Log in to a cluster node.
- For MRS 3.x or later, log in to the node where the client is installed as user root using the node IP address.
- For MRS 2.x or earlier: Log in to the Master1 node.
(Optional) To change the password as user omm, run the following command to switch to user omm:

sudo su - omm
Run the following command to go to the client directory, for example, /opt/hadoopclient:

cd /opt/hadoopclient
Run the following command to set environment variables:

source bigdata_env
Run the following command to change the password of kadmin/admin. This operation takes effect for all servers. Keep the password secure because it cannot be retrieved once lost.

kpasswd kadmin/admin
Enter the password (default: Admin@123) and set a new password. The new password must meet the following complexity requirements:
- For MRS 2.x or earlier:
  - The password must contain at least eight characters.
  - The password must contain at least three types of the following: uppercase letters, lowercase letters, digits, spaces, and special characters ('~!@#$%^&*()-_=+\|[{}];:'",<.>/?).
  - The password cannot be the username or the reverse username.
- MRS 3.x or later:
  - The password must contain at least eight characters.
  - The password must contain at least four types of the following: uppercase letters, lowercase letters, numbers, spaces, and special characters (~`!?,.;-_'(){}[]/<>@#$%^&*+|\=).
  - The password cannot be the same as the username or the username spelled backwards.
  - The password cannot be a common easily-cracked password.
  - The password cannot be the same as the password used in the last N times. N indicates the value of Repetition Rule in Configuring Password Policies for MRS Cluster Users.

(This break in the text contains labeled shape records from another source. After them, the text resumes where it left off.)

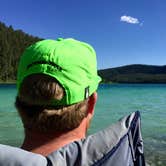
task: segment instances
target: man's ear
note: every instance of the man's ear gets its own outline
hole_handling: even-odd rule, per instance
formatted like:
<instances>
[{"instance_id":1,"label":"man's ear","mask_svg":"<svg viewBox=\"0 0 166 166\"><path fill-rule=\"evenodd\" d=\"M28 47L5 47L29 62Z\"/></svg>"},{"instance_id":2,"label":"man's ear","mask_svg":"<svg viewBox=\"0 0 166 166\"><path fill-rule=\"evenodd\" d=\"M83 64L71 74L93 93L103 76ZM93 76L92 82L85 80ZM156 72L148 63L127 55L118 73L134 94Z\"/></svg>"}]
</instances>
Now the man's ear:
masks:
<instances>
[{"instance_id":1,"label":"man's ear","mask_svg":"<svg viewBox=\"0 0 166 166\"><path fill-rule=\"evenodd\" d=\"M88 114L91 114L93 116L95 104L97 102L97 92L94 92L88 100Z\"/></svg>"}]
</instances>

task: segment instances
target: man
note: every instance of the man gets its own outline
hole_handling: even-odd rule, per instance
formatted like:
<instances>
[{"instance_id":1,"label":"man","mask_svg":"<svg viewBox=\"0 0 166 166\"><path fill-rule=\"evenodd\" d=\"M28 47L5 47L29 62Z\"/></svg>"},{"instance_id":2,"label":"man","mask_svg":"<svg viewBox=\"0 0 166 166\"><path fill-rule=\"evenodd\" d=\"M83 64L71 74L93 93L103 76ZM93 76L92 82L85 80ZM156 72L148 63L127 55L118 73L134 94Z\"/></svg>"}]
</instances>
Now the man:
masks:
<instances>
[{"instance_id":1,"label":"man","mask_svg":"<svg viewBox=\"0 0 166 166\"><path fill-rule=\"evenodd\" d=\"M28 47L17 76L23 150L0 145L0 165L143 166L139 112L86 137L100 80L87 43L60 38Z\"/></svg>"},{"instance_id":2,"label":"man","mask_svg":"<svg viewBox=\"0 0 166 166\"><path fill-rule=\"evenodd\" d=\"M95 51L86 43L44 40L27 48L17 77L22 148L46 156L85 138L100 80Z\"/></svg>"}]
</instances>

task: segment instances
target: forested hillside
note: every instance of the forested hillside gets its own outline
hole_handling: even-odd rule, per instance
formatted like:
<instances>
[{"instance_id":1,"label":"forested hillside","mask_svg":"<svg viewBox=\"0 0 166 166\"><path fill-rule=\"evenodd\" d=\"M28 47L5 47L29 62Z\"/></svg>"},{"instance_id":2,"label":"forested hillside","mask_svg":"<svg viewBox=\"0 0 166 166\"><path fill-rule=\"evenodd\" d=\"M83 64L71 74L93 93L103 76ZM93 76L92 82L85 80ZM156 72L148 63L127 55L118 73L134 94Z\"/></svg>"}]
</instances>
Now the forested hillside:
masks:
<instances>
[{"instance_id":1,"label":"forested hillside","mask_svg":"<svg viewBox=\"0 0 166 166\"><path fill-rule=\"evenodd\" d=\"M20 55L30 44L41 40L24 33L22 30L14 30L0 22L0 82L16 80L16 70Z\"/></svg>"},{"instance_id":2,"label":"forested hillside","mask_svg":"<svg viewBox=\"0 0 166 166\"><path fill-rule=\"evenodd\" d=\"M105 83L166 83L166 66L128 65L98 73Z\"/></svg>"}]
</instances>

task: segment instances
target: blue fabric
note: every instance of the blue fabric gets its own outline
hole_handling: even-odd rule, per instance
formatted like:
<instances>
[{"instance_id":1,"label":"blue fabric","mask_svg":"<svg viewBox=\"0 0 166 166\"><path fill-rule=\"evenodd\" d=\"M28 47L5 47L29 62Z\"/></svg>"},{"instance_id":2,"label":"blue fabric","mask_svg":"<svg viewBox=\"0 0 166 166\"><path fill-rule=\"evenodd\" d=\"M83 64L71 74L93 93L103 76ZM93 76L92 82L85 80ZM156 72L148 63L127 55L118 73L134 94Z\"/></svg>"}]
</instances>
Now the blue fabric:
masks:
<instances>
[{"instance_id":1,"label":"blue fabric","mask_svg":"<svg viewBox=\"0 0 166 166\"><path fill-rule=\"evenodd\" d=\"M86 139L72 142L46 158L0 145L0 166L144 166L140 114L132 113Z\"/></svg>"}]
</instances>

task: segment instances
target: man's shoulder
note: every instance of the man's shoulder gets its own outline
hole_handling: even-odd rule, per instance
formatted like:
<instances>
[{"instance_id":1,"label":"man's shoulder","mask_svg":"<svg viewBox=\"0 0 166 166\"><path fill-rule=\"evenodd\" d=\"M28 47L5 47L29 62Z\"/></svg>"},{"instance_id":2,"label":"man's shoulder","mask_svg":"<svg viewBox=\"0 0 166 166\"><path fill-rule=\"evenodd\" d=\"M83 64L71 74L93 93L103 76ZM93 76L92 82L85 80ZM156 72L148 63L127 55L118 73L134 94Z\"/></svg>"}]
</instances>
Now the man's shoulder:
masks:
<instances>
[{"instance_id":1,"label":"man's shoulder","mask_svg":"<svg viewBox=\"0 0 166 166\"><path fill-rule=\"evenodd\" d=\"M133 133L137 132L137 136ZM137 151L139 144L140 151ZM143 156L143 143L140 132L140 114L132 113L119 120L116 124L88 136L86 139L75 141L60 148L48 156L52 163L59 165L134 165L138 156ZM144 161L143 161L144 162Z\"/></svg>"},{"instance_id":2,"label":"man's shoulder","mask_svg":"<svg viewBox=\"0 0 166 166\"><path fill-rule=\"evenodd\" d=\"M139 148L134 142L137 142ZM140 156L143 156L143 143L139 112L122 118L116 124L86 139L70 143L47 157L0 145L2 166L46 166L48 163L58 166L121 166L124 163L134 165Z\"/></svg>"}]
</instances>

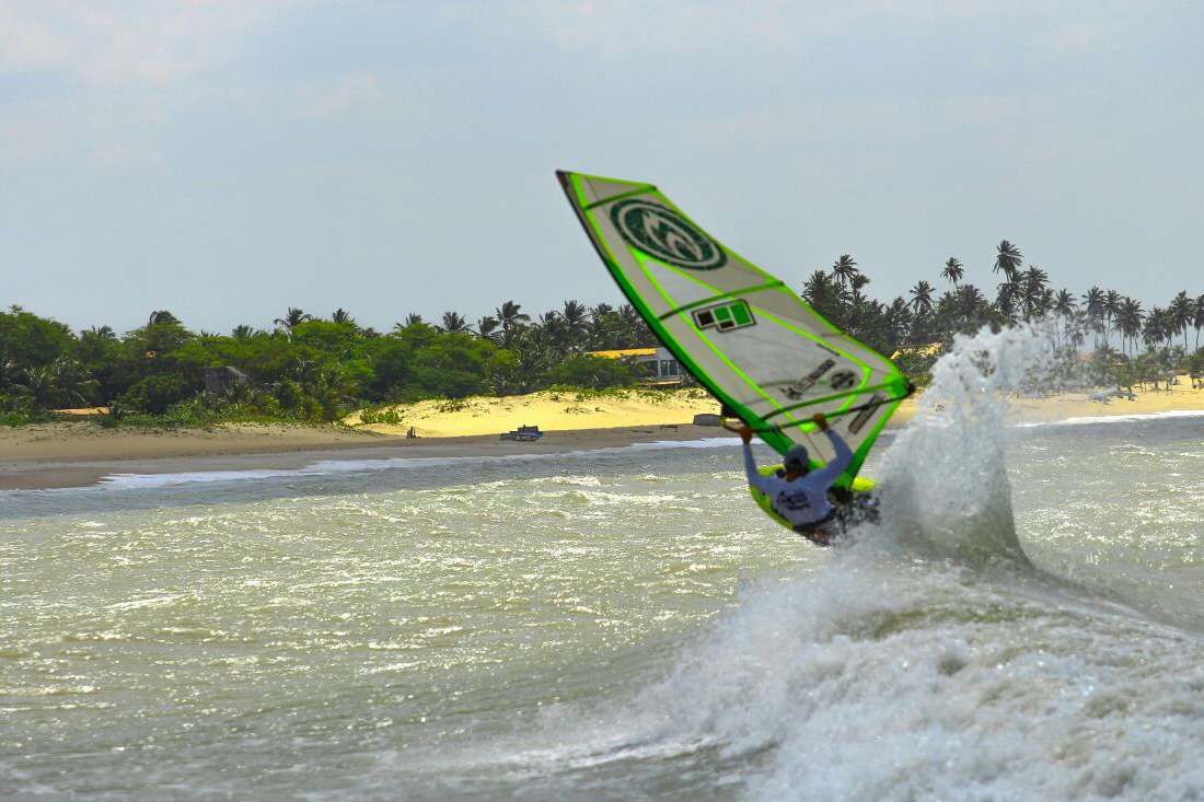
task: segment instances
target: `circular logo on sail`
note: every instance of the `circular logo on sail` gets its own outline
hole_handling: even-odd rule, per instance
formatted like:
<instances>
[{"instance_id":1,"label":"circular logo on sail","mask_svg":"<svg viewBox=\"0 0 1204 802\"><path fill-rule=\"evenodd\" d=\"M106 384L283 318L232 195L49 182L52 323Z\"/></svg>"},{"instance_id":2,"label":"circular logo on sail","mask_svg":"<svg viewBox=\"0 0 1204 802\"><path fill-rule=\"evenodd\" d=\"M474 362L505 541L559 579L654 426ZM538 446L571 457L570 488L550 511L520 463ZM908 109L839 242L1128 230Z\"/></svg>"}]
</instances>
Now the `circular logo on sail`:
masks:
<instances>
[{"instance_id":1,"label":"circular logo on sail","mask_svg":"<svg viewBox=\"0 0 1204 802\"><path fill-rule=\"evenodd\" d=\"M675 267L715 270L727 264L718 242L660 204L619 201L610 207L610 222L628 244Z\"/></svg>"}]
</instances>

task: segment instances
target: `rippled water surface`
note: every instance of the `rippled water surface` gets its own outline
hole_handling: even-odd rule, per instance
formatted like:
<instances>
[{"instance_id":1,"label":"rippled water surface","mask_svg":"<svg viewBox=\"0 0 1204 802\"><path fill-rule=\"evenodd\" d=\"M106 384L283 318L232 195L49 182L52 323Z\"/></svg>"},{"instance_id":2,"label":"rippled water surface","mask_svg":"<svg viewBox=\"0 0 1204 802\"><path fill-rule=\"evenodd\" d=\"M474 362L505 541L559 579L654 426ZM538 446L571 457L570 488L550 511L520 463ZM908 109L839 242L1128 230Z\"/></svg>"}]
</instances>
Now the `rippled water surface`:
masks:
<instances>
[{"instance_id":1,"label":"rippled water surface","mask_svg":"<svg viewBox=\"0 0 1204 802\"><path fill-rule=\"evenodd\" d=\"M732 442L0 496L0 797L1204 796L1204 419Z\"/></svg>"}]
</instances>

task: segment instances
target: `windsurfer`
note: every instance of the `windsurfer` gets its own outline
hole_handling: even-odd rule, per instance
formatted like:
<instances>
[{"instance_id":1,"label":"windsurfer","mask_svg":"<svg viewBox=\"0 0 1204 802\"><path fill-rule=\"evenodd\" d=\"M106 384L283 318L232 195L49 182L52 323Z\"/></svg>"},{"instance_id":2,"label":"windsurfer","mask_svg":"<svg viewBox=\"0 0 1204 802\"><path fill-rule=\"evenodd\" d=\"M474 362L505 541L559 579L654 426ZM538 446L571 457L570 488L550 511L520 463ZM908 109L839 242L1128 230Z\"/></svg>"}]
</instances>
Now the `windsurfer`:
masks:
<instances>
[{"instance_id":1,"label":"windsurfer","mask_svg":"<svg viewBox=\"0 0 1204 802\"><path fill-rule=\"evenodd\" d=\"M752 459L752 430L744 425L739 430L744 441L744 472L749 484L769 499L773 508L790 521L796 532L814 543L828 546L844 530L844 524L840 511L828 503L827 491L852 462L852 452L828 426L822 412L811 420L836 449L832 461L811 471L807 447L795 444L786 452L783 462L785 476L761 476Z\"/></svg>"}]
</instances>

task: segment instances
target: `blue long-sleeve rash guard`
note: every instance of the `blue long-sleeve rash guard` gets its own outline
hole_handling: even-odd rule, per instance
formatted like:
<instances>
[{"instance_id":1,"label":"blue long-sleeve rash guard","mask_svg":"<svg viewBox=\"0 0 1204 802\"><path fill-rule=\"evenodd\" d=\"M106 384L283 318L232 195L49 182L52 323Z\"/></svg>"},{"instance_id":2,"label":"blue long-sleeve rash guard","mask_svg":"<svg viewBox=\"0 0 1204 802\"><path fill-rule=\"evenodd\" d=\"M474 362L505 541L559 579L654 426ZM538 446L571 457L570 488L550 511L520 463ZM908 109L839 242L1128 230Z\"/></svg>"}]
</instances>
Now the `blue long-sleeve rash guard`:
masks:
<instances>
[{"instance_id":1,"label":"blue long-sleeve rash guard","mask_svg":"<svg viewBox=\"0 0 1204 802\"><path fill-rule=\"evenodd\" d=\"M752 459L752 447L744 443L744 473L748 474L749 484L768 496L773 508L792 526L822 520L832 512L832 505L827 500L828 488L852 462L852 452L849 450L848 443L831 429L824 434L832 441L836 458L824 467L793 482L757 473L756 460Z\"/></svg>"}]
</instances>

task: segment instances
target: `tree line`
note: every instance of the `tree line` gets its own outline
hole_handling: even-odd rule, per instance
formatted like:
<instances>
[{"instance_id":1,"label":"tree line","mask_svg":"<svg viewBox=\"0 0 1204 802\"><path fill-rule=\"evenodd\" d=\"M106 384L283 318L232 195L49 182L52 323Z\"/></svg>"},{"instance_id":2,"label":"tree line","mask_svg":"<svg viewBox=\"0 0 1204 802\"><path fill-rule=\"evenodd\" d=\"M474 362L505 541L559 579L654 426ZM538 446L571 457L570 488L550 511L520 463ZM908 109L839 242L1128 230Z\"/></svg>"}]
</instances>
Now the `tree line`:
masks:
<instances>
[{"instance_id":1,"label":"tree line","mask_svg":"<svg viewBox=\"0 0 1204 802\"><path fill-rule=\"evenodd\" d=\"M537 319L506 301L476 325L456 312L433 324L409 314L388 332L342 308L323 318L290 307L271 328L238 325L229 335L190 331L169 311L120 335L104 325L73 332L13 306L0 312L0 417L20 423L110 406L117 418L175 409L183 419L337 420L352 408L432 397L631 385L630 365L588 352L651 340L630 306L578 301ZM250 381L230 397L206 399L205 371L217 366Z\"/></svg>"},{"instance_id":2,"label":"tree line","mask_svg":"<svg viewBox=\"0 0 1204 802\"><path fill-rule=\"evenodd\" d=\"M950 256L938 278L950 284L945 291L921 279L907 297L880 302L867 294L869 276L844 254L814 271L801 296L872 348L899 352L899 367L921 381L940 350L931 344L1038 319L1056 322L1055 337L1068 359L1093 354L1098 384L1204 375L1204 294L1181 291L1165 306L1145 309L1116 290L1055 290L1045 270L1023 260L1014 243L998 244L991 297L964 281L964 265ZM630 305L589 307L576 300L535 318L515 301L476 322L455 311L437 322L412 313L386 332L360 326L342 308L323 318L290 307L268 328L238 325L229 335L194 332L167 311L120 335L104 325L73 332L14 306L0 312L0 419L19 423L52 409L110 406L113 418L175 411L182 419L336 420L352 408L432 397L630 385L638 379L631 365L589 352L655 342ZM214 366L234 366L250 382L234 387L229 397L206 397L205 370Z\"/></svg>"}]
</instances>

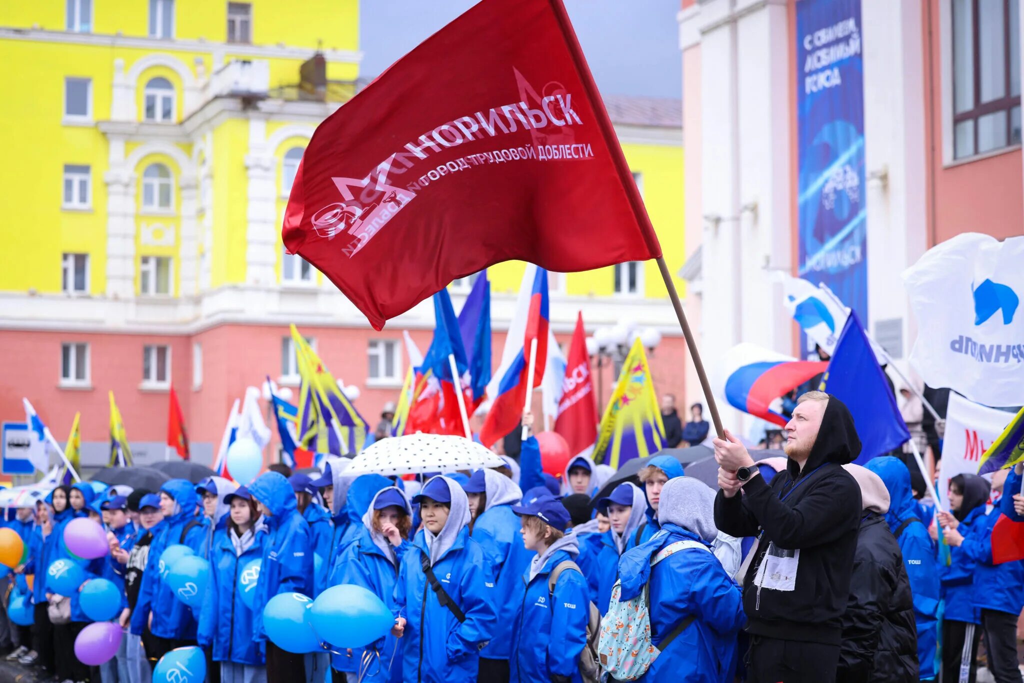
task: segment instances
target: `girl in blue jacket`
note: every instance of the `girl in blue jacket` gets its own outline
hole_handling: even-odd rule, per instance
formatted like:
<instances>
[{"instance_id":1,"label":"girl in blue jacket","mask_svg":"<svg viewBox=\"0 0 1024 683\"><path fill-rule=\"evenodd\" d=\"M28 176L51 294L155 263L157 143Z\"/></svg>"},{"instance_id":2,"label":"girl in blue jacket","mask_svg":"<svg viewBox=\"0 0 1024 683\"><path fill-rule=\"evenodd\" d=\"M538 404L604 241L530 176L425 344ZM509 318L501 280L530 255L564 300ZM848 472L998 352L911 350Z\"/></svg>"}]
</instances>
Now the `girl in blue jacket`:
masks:
<instances>
[{"instance_id":1,"label":"girl in blue jacket","mask_svg":"<svg viewBox=\"0 0 1024 683\"><path fill-rule=\"evenodd\" d=\"M523 546L536 554L510 596L516 608L510 643L511 680L582 683L579 659L587 644L590 618L587 580L579 568L563 567L551 588L555 567L574 562L580 553L577 536L565 535L569 514L551 496L512 509L521 515Z\"/></svg>"},{"instance_id":2,"label":"girl in blue jacket","mask_svg":"<svg viewBox=\"0 0 1024 683\"><path fill-rule=\"evenodd\" d=\"M263 515L266 538L263 546L259 581L253 599L254 638L266 644L266 675L271 681L301 681L312 676L306 657L281 649L263 630L263 608L280 593L301 593L312 598L313 553L309 524L295 503L295 492L288 479L278 472L265 472L249 485Z\"/></svg>"},{"instance_id":3,"label":"girl in blue jacket","mask_svg":"<svg viewBox=\"0 0 1024 683\"><path fill-rule=\"evenodd\" d=\"M362 532L342 551L331 585L361 586L394 609L394 587L401 558L412 547L412 524L413 506L406 494L396 486L379 490L362 515ZM361 670L365 676L358 680L366 683L398 683L401 657L395 656L397 648L398 642L388 634L370 648L335 654L332 665L353 679Z\"/></svg>"},{"instance_id":4,"label":"girl in blue jacket","mask_svg":"<svg viewBox=\"0 0 1024 683\"><path fill-rule=\"evenodd\" d=\"M261 557L262 520L249 490L227 494L229 507L224 532L214 536L210 550L210 582L199 617L199 644L212 649L220 663L221 683L265 683L266 669L259 643L252 638L253 610L239 591L242 570Z\"/></svg>"},{"instance_id":5,"label":"girl in blue jacket","mask_svg":"<svg viewBox=\"0 0 1024 683\"><path fill-rule=\"evenodd\" d=\"M477 680L479 652L495 632L494 577L483 549L469 537L469 502L454 479L435 476L413 499L423 528L406 553L394 588L402 638L401 675L409 683ZM442 605L426 570L451 602ZM454 609L453 609L454 608ZM465 620L460 622L455 610Z\"/></svg>"},{"instance_id":6,"label":"girl in blue jacket","mask_svg":"<svg viewBox=\"0 0 1024 683\"><path fill-rule=\"evenodd\" d=\"M495 574L492 594L497 600L498 623L490 643L480 650L479 676L481 681L507 680L518 608L515 595L530 560L530 553L522 543L522 525L512 509L512 504L522 499L522 492L512 479L492 469L473 472L463 490L473 516L470 536L483 547Z\"/></svg>"},{"instance_id":7,"label":"girl in blue jacket","mask_svg":"<svg viewBox=\"0 0 1024 683\"><path fill-rule=\"evenodd\" d=\"M641 681L732 680L736 636L746 617L739 589L712 553L714 506L715 493L702 481L670 479L658 504L662 529L618 560L620 600L650 587L651 643L662 653Z\"/></svg>"}]
</instances>

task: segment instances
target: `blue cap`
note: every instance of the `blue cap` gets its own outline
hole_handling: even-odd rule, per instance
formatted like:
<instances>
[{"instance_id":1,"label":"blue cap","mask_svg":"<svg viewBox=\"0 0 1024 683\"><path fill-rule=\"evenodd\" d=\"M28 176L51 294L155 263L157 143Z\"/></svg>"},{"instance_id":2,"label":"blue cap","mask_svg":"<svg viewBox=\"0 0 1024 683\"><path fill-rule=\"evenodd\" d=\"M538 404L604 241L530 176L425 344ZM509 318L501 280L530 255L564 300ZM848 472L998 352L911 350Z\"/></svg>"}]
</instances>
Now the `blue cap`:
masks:
<instances>
[{"instance_id":1,"label":"blue cap","mask_svg":"<svg viewBox=\"0 0 1024 683\"><path fill-rule=\"evenodd\" d=\"M618 484L611 492L610 496L606 496L597 502L597 509L607 510L608 506L612 503L633 507L633 486L629 482Z\"/></svg>"},{"instance_id":2,"label":"blue cap","mask_svg":"<svg viewBox=\"0 0 1024 683\"><path fill-rule=\"evenodd\" d=\"M138 502L138 509L142 508L157 508L160 509L160 494L146 494L142 497L142 500Z\"/></svg>"},{"instance_id":3,"label":"blue cap","mask_svg":"<svg viewBox=\"0 0 1024 683\"><path fill-rule=\"evenodd\" d=\"M483 476L483 470L473 472L473 475L469 477L469 481L462 484L462 489L467 494L487 493L486 478Z\"/></svg>"},{"instance_id":4,"label":"blue cap","mask_svg":"<svg viewBox=\"0 0 1024 683\"><path fill-rule=\"evenodd\" d=\"M449 490L447 482L440 477L434 477L423 487L419 494L413 497L413 503L422 503L423 499L429 498L438 503L451 503L452 492Z\"/></svg>"},{"instance_id":5,"label":"blue cap","mask_svg":"<svg viewBox=\"0 0 1024 683\"><path fill-rule=\"evenodd\" d=\"M374 501L374 510L383 510L389 505L406 509L406 499L402 497L401 492L397 488L385 488L377 495L377 500Z\"/></svg>"},{"instance_id":6,"label":"blue cap","mask_svg":"<svg viewBox=\"0 0 1024 683\"><path fill-rule=\"evenodd\" d=\"M292 484L292 490L296 494L316 495L316 486L313 485L313 480L301 472L288 477L288 483Z\"/></svg>"},{"instance_id":7,"label":"blue cap","mask_svg":"<svg viewBox=\"0 0 1024 683\"><path fill-rule=\"evenodd\" d=\"M512 512L517 515L540 517L546 524L559 531L564 531L569 525L568 510L553 496L541 496L524 505L513 505Z\"/></svg>"},{"instance_id":8,"label":"blue cap","mask_svg":"<svg viewBox=\"0 0 1024 683\"><path fill-rule=\"evenodd\" d=\"M124 510L128 507L128 499L124 496L115 496L109 501L103 501L99 505L100 510Z\"/></svg>"}]
</instances>

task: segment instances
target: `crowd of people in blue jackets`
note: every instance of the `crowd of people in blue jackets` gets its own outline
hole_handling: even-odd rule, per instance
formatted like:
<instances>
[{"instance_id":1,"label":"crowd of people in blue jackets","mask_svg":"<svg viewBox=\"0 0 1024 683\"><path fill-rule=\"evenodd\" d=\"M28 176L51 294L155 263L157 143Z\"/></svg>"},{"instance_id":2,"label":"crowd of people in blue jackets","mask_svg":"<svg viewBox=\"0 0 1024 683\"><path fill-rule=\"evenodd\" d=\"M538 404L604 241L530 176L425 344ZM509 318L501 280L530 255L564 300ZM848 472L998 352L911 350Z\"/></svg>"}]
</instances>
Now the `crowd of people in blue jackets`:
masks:
<instances>
[{"instance_id":1,"label":"crowd of people in blue jackets","mask_svg":"<svg viewBox=\"0 0 1024 683\"><path fill-rule=\"evenodd\" d=\"M596 500L610 468L578 456L552 477L532 436L506 467L416 481L346 476L348 462L329 459L313 477L274 466L241 487L210 477L97 493L80 482L17 509L5 524L28 551L0 587L30 596L34 624L7 624L7 659L57 682L148 683L161 656L199 645L207 680L223 683L591 683L610 654L598 645L601 615L642 596L659 653L639 680L743 680L742 578L756 544L717 528L715 490L674 457L651 458ZM932 680L941 666L943 681L961 681L963 661L973 682L983 639L995 679L1020 681L1024 562L993 564L991 529L1000 514L1024 520L1021 468L1005 484L1006 471L991 484L953 478L951 509L933 524L898 458L846 467L863 513L838 680ZM760 469L766 480L774 474ZM84 560L66 547L63 526L84 516L106 528L109 556ZM178 545L210 563L200 607L168 584L162 556ZM75 655L90 621L79 596L55 595L42 580L61 558L121 591L126 635L98 670ZM253 560L258 578L240 581ZM391 632L362 648L305 654L267 638L272 597L315 598L338 585L377 595L393 612Z\"/></svg>"}]
</instances>

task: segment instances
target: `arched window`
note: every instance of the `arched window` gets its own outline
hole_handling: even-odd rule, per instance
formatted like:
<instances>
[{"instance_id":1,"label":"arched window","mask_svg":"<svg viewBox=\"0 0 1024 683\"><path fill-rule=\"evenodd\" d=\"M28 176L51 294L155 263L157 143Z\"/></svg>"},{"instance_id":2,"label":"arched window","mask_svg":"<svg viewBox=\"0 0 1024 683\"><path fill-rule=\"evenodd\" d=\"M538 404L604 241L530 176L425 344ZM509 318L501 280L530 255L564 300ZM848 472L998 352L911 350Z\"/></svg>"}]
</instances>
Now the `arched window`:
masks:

Changing the Password of the OMS Kerberos Administrator

This operation is supported only in MRS 3.x or later.

Changing this user's password will also update the Kerberos administrator password.

Log in to any management node in the cluster as user omm.
Run the following command to go to the directory:

cd ${BIGDATA_HOME}/om-server/om/meta-0.0.1-SNAPSHOT/kerberos/scripts
Run the following command to set environment variables:

source component_env
Run the following command to change the password of kadmin/admin. This operation takes effect for all servers. Keep the password secure because it cannot be retrieved once lost.

kpasswd kadmin/admin

Enter the user password and set a new password. The new password must meet the following complexity requirements:
- The password contains at least 8 characters.
- The password contains at least four types of the following: uppercase letters, lowercase letters, numbers, and special characters (~`!?,.;-_'(){}[]/<>@#$%^&*+|\=).
- The password cannot be the same as the username or the username spelled backwards.
- The password cannot be a common easily-cracked password.
- The password cannot be the same as the password used in the last N times. N indicates the value of Repetition Rule in Configuring Password Policies for MRS Cluster Users.